平安期を舞台にしたドタバタ恋愛絵巻かと思っていたのですがー。
意外や意外、かなり真っ当に推理ミステリしてませんか、と。
姿の見えない13番目の楽器と、その楽器が置かれた部屋で起こった神隠し。
そして真相への突破口となる恋歌に重ねられた意味とかー。
雰囲気や精神論で押し切ることの少なくないコバルト文庫において、なかなかに本格志向ですわ。
きちんとトリックを考えられているという点で。
13番目の楽器については「目に映っていても見えないモノ」系のトリックですし、割に古典的なものではあるのですけれど、それにしたって展開においては裏を取るように進められていますし一筋縄では消化していないところが好感。
ことに恋歌への裏の意味を重ねてくるやりかたは、これでこそ平安絵巻!ってカンジで楽しいな~。
現代を舞台にした推理ミステリには無い風流さが漂ってくるといいますかー。
キャラ配置も好き~。
天才肌の探偵役の姫様に振り回される、凡人代表の助手役である恋人たち。
馨子姫は天才肌ってだけでなく自由奔放で型破り。
常識にとらわれない言動は見ていて飽きませんしー。
そんな姫様に振り回される乳姉妹の宮子は少しおっとりなところはありますけれど真面目で堅実路線な憎めない良い子ですしー。

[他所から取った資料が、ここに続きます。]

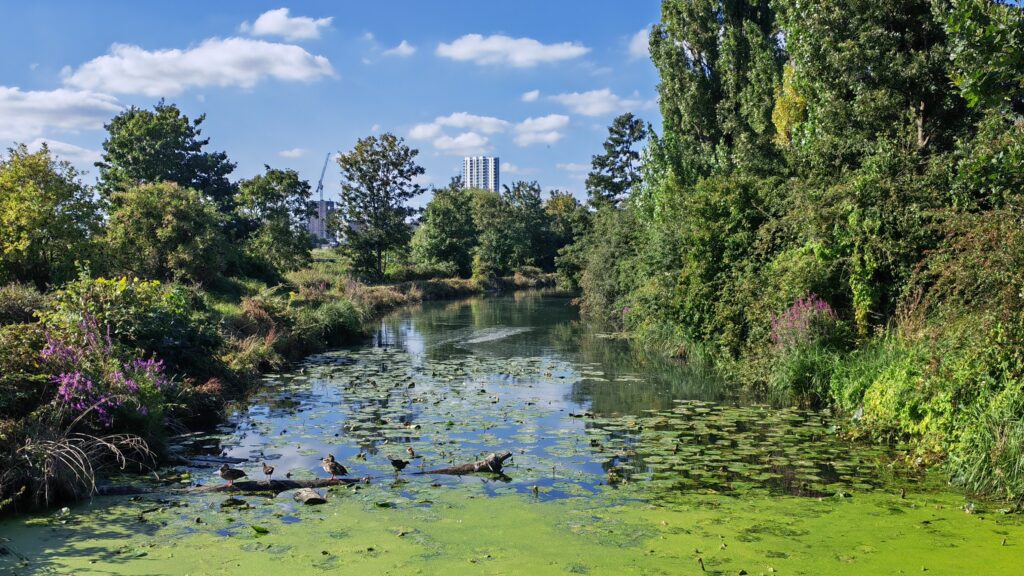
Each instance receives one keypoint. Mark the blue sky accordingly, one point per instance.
(536, 83)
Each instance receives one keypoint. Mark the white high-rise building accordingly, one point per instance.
(480, 171)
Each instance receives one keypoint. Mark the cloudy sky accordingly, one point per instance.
(534, 82)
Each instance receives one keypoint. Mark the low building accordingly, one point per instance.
(317, 224)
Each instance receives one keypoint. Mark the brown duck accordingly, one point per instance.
(230, 475)
(333, 466)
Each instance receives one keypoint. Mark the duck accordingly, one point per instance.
(333, 466)
(230, 475)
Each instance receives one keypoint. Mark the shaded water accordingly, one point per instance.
(622, 463)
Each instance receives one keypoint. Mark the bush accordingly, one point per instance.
(18, 303)
(168, 320)
(989, 457)
(424, 271)
(103, 384)
(24, 380)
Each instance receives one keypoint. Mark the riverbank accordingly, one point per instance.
(96, 374)
(621, 465)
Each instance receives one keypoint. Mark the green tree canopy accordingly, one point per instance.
(166, 232)
(274, 206)
(446, 233)
(614, 173)
(378, 180)
(47, 217)
(163, 145)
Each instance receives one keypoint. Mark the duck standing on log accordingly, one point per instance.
(333, 466)
(230, 475)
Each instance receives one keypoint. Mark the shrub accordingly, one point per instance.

宮子の許嫁の真幸にしたって、そんな宮子にお似合いの誠実さをカンジさせる好青年。
んがしかし、そんな爽やかな彼ですけれど両親を海賊に殺されているという過去を背負っていますし、さらには主家に残った男手が自分ひとりだということを受け入れて姫や宮子を守ろうと決心している様は立派すぎ。
今回の事件関係者である有子姫も散々振り回してくれたにしてもその真意を知れば他人を思いやることのできる人だとわかりますし。
主要キャラに嫌味が無いところが好感なのかな~。
読んでいて変にストレスが溜まらないっちうか。
宮中に上がった宮子がどんな騒動に巻き込まれるのか楽しみデス。
毎回今作と同レベルのトリックを配するのは難しいでしょうし、常に300ページ越えというのもコバルトでは異例にもなりますでしょうから、次は少し軽めな頃合いでも良いのかも~。
ちょうど真幸とは引き裂かれて、そこへ次郎の君がちょっかいをかけやすいシチュエーションですし、次は恋愛要素を増量しても……(笑)。